Cartoon recognition
A method of analysing a video signal for the presence of outlines to determine whether a frame of the video signal is likely to represent a cartoon is based on the concept that cartoons are often characterised by uniform colours within an image. In an improved version the signal is separated into signals representing smaller areas of the image before analysing each signal for the presence of uniform colours.
[0001] This invention relates to a method of and apparatus for determining whether an image, for example a frame of a video signal, represents a cartoon.
[0002] With the growing availability of online data, the provision of hundreds or even thousands of data channels by an information provider causes problems of content management and verification, as manual checking of every piece of data becomes infeasible. For image data, there is increasing interest in techniques for automated image interpretation and classification. Automated image interpretation and classification could help with indexing, cataloging and searching of still image and moving image databases.
[0003] Image interpretation and classification can be done either by the service provider or by the service receiver. For example, if it is possible to determine whether or not a signal represents a cartoon then means could be provided for parents to stop children from downloading pictures from the Internet or from watching TV programs other than cartoons. Other types of classifiers could prove useful, for example, classification of pornographic images or recognition of particular people.
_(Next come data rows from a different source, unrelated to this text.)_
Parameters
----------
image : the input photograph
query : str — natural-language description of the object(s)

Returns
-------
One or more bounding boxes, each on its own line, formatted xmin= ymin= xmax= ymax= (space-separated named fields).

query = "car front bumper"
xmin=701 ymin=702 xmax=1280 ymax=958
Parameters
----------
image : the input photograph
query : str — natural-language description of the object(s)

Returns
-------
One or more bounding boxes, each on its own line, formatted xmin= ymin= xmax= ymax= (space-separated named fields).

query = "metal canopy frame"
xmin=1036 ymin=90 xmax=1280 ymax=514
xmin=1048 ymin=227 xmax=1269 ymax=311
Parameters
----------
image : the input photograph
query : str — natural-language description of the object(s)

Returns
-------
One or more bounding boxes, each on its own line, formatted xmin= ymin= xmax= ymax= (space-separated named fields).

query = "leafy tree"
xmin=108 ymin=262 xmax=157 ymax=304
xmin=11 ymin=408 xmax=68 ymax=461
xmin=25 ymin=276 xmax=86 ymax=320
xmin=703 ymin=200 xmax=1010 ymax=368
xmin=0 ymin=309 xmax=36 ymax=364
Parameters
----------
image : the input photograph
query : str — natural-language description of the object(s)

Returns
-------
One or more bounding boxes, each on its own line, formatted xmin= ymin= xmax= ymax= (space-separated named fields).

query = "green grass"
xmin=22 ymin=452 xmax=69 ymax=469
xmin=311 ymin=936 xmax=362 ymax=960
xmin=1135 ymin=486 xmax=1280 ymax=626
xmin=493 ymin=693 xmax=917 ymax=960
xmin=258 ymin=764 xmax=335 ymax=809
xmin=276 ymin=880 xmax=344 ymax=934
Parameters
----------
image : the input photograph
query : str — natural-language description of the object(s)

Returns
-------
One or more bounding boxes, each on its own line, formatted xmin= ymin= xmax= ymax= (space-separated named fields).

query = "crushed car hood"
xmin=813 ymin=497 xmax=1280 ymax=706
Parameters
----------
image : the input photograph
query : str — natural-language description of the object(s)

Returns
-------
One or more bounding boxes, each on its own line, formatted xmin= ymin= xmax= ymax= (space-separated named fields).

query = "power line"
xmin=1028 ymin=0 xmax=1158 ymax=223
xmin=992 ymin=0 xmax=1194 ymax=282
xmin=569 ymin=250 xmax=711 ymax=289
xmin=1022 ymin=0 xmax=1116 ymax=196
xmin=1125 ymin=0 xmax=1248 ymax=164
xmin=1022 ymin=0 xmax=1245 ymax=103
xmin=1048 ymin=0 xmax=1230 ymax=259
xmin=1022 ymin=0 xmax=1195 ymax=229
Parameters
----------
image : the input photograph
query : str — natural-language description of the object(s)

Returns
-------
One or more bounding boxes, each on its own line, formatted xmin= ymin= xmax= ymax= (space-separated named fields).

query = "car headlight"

[0004] According to the present invention there is provided a method of determining whether an image is likely to represent a cartoon, comprising the steps of analysing the image to provide at least one parameter relating to uniformity of colours in an image; and generating a likelihood value in dependence upon the value of said parameter.
[0005] Preferably the image comprises a plurality of pixels and the analysing step includes the sub-step of vector quantising the image so that each pixel corresponds to one of a plurality of codes each code having a representative value.
[0006] Preferably the vector quantising sub-step comprises sub-steps of dividing the image into a plurality of blocks, each block comprising a subset of pixels in the image; and independently vector quantising each block.
[0007] Preferably the analysing step further comprises calculating the number of times a pixel represented by one code occurs in an adjacent position in the image to a pixel represented by another code.
[0008] The analysing step may further comprise calculating a colourfulness value for a representative value for a code based on the hue and saturation values for said representative value for a code.
[0009] The analysing step may further comprise the sub-step of calculating the percentage of pixels corresponding to a one of the plurality of codes.
[0010] The analysing step may further comprise the sub-step of calculating the variance of the representative value for a code.
[0011] The analysing step may further comprise calculating a difference value between a representative value for one code and a representative value for another code.
[0012] According to another aspect of the invention there is also provided an apparatus for determining whether an image represents a cartoon comprising an analyser for analysing the image to provide one or more parameters wherein one parameter relates to uniformity of colours in the image; and a generator for generating a likelihood value in dependence upon the value of said one parameter.
[0013] Advantageously the analyser contains a vector quantiser.
[0014] Preferably the vector quantiser comprises a block signal generator for dividing the image into a plurality of block signals, each block signal representing a subset of pixels in the image; and a block signal vector quantiser.
[0015] Advantageously the analyser comprises a feature generator for calculating the number of times a pixel represented by one code occurs in an adjacent position in the image to a pixel represented by another code.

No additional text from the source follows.